Frau Kruck, wie kann man sich die Arbeit in der Friedenspädagogik vorstellen? 

Anne Kruck: Grundsätzlich geht es darum, die individuellen Fähigkeiten, friedlich miteinander umzugehen, zu vermitteln. Es geht auch um die Frage, wie die einzelnen Institutionen aussehen. Also vermitteln wir Wissen aus der Friedens- und Konfliktforschung, über zum Beispiel Friedensprozesse oder gewaltfreie Friedensbewegungen, um dadurch die Fähigkeiten zu stärken, in den Dialog miteinander zu treten, gewaltfrei zu kommunizieren, auch mal einen Perspektivwechsel zu vollziehen oder sich in den anderen hineinzuversetzen.

Also sozusagen die Friedensfähigkeit der Menschen stärken? 

Anne Kruck: Ja, genau. Es geht darum, die Menschen zu ermutigen und zu befähigen, sich eben auch für Frieden und ein gewaltfreies Zusammenleben zu engagieren. Wissen, handeln und fühlen – diesen Dreiklang versucht die Friedenspädagogik zu erreichen und es geht auch immer wieder um die Frage, wie das funktionieren kann. Es ist immer eine Schnittstelle zwischen Wissenschaft und Praxis.

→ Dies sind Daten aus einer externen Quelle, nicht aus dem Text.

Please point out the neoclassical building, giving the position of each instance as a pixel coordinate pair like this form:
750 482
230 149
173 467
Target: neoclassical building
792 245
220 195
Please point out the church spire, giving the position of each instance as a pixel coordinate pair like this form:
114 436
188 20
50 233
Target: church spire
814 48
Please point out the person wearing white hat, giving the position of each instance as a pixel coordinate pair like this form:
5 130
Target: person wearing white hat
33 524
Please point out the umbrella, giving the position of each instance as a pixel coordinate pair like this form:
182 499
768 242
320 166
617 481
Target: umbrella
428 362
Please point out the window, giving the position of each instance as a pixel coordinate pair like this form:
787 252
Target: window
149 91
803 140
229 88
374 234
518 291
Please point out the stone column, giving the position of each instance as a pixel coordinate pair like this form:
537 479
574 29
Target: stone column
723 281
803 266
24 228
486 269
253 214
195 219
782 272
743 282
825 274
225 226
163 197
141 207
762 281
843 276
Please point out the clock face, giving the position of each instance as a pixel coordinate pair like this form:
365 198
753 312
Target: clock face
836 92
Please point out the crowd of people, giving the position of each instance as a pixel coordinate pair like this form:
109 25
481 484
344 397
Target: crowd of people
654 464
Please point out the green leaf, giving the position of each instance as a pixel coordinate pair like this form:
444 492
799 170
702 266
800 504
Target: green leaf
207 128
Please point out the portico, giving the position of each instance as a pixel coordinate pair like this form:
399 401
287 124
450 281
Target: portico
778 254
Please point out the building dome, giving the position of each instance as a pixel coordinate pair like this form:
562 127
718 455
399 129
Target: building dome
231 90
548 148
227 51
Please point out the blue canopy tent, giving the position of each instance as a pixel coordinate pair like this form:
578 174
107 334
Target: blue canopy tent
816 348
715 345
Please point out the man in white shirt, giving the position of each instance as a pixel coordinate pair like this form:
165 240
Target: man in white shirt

Bei dem Wort Pädagogik bezieht sich die erste Assoziation häufig zunächst auf den Umgang mit Kindern und Jugendlichen. Doch sollte sich die Arbeit für Frieden nicht durch alle Altersklassen ziehen? 

Anne Kruck: Genau. Das ist ganz wichtig, dass man nicht denkt, Friedenspädagogik sei etwas, das sich nur mit Kindern beschäftigt. Ich persönlich arbeite ganz viel mit Erwachsenen zusammen. Gerade bei Menschen, die mit Kindern und Jugendlichen zusammenarbeiten, ist es wichtig, mit welcher Haltung sie in ihren pädagogischen Alltag mit Kindern und Jugendlichen hineingehen. Außerdem geht es aber auch um Politiker*innen, die Gesetze und Regeln für das menschliche Zusammenleben gestalten. Friedenspädagogik hat ein ganz breites Spektrum.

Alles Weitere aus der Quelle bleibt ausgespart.